Bu gerçeklerin ışığında Cumhurbaşkanı Ersin Tatar, göreve gelir gelmez “egemen eşitlik ve uluslararası eşit statü” talebini ortaya koyarak, Türk halkının gasp edilmiş haklarının iadesini talep etti ve bunların pazarlık konusu yapılmasına izin vermedi. Rum tarafı bu onurlu talebi reddedince, müzakereler doğal olarak başlayamadı.
Rumun peşinde,federasyon olacak diye müzakere masalarında 50 yıl boşa gitti. Cumhurbaşkanı Ersin Tatar’ın onurlu direnci ile Kıbrıs Türk halkının ve KKTC’nin önü açıldı, Rum tarafına mahkum yaşamaya son dendi…

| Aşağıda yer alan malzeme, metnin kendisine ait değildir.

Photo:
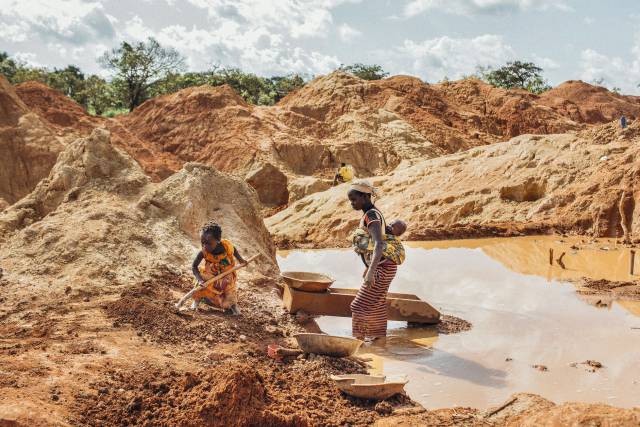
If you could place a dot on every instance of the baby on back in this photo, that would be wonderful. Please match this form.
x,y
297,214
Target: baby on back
x,y
397,227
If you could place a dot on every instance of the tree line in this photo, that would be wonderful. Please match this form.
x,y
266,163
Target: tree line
x,y
143,70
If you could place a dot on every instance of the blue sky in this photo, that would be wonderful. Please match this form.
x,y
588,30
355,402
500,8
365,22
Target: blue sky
x,y
431,39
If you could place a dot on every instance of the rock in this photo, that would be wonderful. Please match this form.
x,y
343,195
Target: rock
x,y
270,184
384,408
303,186
28,147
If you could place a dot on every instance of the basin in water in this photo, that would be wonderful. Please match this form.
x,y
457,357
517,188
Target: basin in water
x,y
328,345
309,282
523,312
373,387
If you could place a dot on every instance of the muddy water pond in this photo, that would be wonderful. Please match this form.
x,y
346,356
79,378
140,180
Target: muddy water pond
x,y
524,313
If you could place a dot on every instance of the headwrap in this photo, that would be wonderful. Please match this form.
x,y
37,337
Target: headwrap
x,y
364,186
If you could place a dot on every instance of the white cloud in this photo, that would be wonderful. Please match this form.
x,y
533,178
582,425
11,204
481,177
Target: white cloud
x,y
454,57
27,58
348,33
615,71
13,32
547,64
295,18
231,44
71,21
473,7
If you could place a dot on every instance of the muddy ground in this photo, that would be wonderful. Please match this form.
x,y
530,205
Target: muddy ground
x,y
127,358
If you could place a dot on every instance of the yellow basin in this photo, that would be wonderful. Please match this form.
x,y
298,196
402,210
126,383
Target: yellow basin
x,y
309,282
372,387
328,345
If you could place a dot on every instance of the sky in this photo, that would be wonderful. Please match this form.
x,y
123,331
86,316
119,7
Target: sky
x,y
432,39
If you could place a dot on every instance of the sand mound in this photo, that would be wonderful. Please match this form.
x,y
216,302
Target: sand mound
x,y
212,125
246,392
374,125
97,201
522,409
57,109
28,146
531,184
586,103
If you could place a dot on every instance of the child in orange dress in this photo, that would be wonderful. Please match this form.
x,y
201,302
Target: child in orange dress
x,y
219,255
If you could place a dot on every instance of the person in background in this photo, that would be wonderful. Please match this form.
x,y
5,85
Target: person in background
x,y
345,174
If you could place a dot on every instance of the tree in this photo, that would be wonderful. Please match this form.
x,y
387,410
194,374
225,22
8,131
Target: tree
x,y
516,75
98,94
366,72
70,81
283,85
140,66
8,66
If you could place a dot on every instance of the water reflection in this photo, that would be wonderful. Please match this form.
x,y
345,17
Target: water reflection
x,y
522,315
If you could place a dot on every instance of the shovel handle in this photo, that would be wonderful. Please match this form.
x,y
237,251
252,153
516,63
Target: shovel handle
x,y
213,279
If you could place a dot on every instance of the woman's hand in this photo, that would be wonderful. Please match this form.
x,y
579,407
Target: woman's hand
x,y
369,278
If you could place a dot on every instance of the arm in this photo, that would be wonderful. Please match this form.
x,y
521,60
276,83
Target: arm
x,y
194,267
238,256
375,230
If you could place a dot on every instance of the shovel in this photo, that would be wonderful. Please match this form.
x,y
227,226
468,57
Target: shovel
x,y
213,279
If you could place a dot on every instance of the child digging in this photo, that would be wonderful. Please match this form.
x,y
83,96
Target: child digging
x,y
219,256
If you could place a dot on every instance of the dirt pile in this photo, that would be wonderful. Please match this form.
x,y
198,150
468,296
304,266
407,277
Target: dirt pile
x,y
585,103
73,252
530,184
248,391
28,146
97,201
270,183
521,409
611,289
374,125
60,111
212,125
69,120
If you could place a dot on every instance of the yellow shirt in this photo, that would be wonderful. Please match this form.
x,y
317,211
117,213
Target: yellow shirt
x,y
346,172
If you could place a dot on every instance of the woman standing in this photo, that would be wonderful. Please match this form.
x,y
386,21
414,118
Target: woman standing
x,y
369,308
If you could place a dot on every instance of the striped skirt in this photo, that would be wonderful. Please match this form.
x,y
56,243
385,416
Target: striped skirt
x,y
369,308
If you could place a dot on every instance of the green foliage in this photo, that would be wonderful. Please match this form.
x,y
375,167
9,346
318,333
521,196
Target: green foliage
x,y
144,70
516,75
98,95
69,81
366,72
8,66
252,88
139,66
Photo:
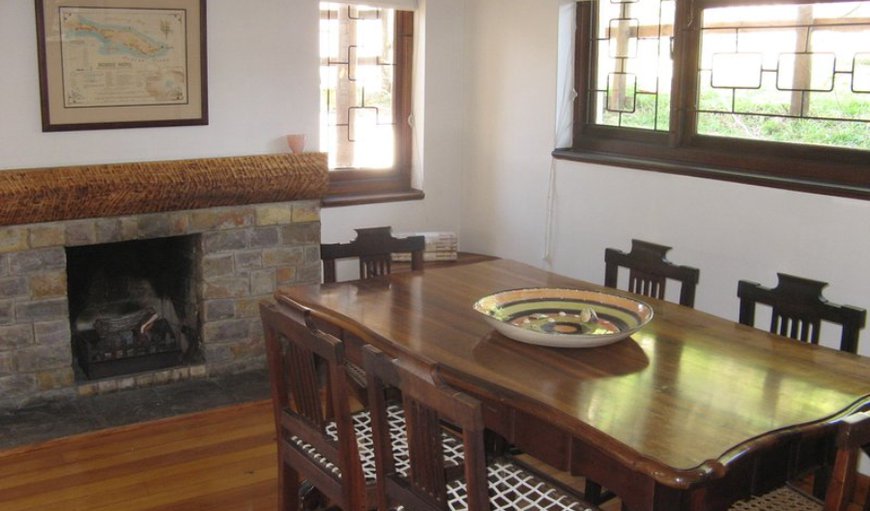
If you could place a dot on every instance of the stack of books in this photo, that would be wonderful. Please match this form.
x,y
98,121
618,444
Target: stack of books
x,y
440,246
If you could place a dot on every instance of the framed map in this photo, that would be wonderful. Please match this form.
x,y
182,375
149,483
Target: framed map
x,y
121,63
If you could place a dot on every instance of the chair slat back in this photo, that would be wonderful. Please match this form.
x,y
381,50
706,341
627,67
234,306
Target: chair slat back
x,y
373,247
649,271
309,395
798,309
427,405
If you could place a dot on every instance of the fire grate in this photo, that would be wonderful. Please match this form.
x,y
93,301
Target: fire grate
x,y
129,343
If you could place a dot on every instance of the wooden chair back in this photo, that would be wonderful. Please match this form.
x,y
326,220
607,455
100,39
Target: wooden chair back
x,y
798,308
309,394
852,438
426,405
374,248
649,271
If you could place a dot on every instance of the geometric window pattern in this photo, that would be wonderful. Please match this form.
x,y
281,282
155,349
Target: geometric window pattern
x,y
791,73
633,44
356,85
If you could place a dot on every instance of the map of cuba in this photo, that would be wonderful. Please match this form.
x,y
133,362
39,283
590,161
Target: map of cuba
x,y
117,39
123,57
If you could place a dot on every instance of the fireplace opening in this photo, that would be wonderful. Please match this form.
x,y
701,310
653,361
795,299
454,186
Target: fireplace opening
x,y
132,306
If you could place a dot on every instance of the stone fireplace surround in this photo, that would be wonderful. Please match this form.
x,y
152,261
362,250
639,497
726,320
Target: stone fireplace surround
x,y
258,224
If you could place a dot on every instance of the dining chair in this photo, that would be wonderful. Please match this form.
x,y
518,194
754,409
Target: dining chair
x,y
853,436
320,438
429,481
649,271
373,247
798,308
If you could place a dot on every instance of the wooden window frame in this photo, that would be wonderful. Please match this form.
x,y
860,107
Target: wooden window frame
x,y
363,186
815,169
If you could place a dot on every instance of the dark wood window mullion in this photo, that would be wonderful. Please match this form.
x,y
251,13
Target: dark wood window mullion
x,y
684,86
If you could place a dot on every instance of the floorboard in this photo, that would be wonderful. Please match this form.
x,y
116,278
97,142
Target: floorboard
x,y
224,459
219,460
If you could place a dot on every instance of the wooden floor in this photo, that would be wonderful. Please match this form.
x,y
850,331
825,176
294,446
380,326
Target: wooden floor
x,y
220,460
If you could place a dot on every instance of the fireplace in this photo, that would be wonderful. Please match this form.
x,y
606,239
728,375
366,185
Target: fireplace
x,y
132,306
130,275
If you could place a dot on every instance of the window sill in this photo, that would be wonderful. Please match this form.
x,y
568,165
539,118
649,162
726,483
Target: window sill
x,y
357,199
695,169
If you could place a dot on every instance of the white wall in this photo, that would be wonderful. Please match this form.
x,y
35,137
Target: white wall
x,y
729,231
262,77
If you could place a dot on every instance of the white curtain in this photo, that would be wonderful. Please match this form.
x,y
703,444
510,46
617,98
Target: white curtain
x,y
565,95
565,92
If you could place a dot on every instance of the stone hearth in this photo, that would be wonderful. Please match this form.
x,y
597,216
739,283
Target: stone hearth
x,y
244,251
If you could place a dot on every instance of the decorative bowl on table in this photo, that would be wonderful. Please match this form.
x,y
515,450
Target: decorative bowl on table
x,y
564,318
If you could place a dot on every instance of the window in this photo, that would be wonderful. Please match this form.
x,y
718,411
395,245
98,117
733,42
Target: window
x,y
365,94
777,94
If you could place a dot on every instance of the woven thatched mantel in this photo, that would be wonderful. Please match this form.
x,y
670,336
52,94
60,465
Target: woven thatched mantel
x,y
95,191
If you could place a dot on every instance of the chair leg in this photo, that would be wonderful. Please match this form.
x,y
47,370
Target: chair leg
x,y
288,492
311,498
592,492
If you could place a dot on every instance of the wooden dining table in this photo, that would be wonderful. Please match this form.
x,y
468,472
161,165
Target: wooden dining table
x,y
692,412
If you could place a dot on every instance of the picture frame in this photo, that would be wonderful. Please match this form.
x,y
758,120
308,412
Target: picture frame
x,y
106,64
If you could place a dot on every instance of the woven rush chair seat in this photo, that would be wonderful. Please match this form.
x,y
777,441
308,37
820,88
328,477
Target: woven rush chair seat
x,y
362,424
432,484
511,487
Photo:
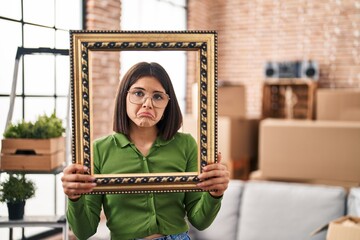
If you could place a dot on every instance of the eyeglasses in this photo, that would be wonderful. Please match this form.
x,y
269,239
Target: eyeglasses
x,y
138,96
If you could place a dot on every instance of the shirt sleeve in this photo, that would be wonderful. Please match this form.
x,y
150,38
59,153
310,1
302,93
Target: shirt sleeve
x,y
201,207
83,215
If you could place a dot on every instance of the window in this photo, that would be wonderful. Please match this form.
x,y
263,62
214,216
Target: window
x,y
43,79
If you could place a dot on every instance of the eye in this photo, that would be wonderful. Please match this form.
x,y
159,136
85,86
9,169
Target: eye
x,y
138,93
158,96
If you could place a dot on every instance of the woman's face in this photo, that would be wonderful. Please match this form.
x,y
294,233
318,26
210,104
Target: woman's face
x,y
140,102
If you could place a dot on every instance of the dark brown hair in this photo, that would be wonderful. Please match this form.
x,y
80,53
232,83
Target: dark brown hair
x,y
172,118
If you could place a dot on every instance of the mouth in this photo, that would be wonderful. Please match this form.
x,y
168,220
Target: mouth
x,y
145,114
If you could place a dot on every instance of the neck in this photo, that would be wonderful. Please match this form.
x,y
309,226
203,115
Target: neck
x,y
143,138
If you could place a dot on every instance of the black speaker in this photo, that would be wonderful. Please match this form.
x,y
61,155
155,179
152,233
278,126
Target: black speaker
x,y
271,70
292,69
309,69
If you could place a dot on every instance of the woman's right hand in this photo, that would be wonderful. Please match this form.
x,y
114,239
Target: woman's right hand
x,y
75,182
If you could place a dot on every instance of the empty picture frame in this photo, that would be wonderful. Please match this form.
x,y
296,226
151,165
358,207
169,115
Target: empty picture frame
x,y
84,43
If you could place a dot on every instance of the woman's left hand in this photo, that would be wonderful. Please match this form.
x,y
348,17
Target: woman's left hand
x,y
214,178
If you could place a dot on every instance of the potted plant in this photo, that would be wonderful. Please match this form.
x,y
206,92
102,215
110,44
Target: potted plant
x,y
34,146
15,191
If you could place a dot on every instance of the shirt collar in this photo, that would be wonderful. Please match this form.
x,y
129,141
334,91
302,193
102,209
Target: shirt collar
x,y
122,140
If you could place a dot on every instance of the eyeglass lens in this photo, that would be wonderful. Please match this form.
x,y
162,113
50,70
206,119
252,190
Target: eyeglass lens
x,y
159,99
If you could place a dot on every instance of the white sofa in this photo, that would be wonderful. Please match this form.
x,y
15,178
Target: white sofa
x,y
266,210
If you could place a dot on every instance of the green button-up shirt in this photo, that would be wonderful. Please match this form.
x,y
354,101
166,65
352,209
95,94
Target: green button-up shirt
x,y
139,215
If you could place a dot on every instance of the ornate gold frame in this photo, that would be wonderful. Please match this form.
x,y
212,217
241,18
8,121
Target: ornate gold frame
x,y
204,42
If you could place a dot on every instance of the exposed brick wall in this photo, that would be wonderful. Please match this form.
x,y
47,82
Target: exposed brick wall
x,y
105,70
252,32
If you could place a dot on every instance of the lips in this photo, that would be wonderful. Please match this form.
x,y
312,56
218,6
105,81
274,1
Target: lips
x,y
145,114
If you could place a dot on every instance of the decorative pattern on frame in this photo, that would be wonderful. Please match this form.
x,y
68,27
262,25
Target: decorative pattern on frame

Bu gerçeklere rağmen, CTP Genel Başkanı ve Cumhurbaşkanı adayı Tufan Erhürman, geçmişin çöken federasyon hayalleri üzerinden Cumhurbaşkanı Tatar’a eleştiri yöneltiyor. Oysa gerçek açık: 50 yıllık başarısızlıktan sonra hâlâ aynı masaya dönmek, Kıbrıs Türk halkını statüsüzlüğe mahkûm etmektir.
Cumhurbaşkanı Tatar’ın direnişi, “Rum’la müzakere etmemek” değil; “eşit egemenlik kabul edilmeden masaya oturmamak”tır. Bu tavır, teslimiyet değil onur siyasetidir.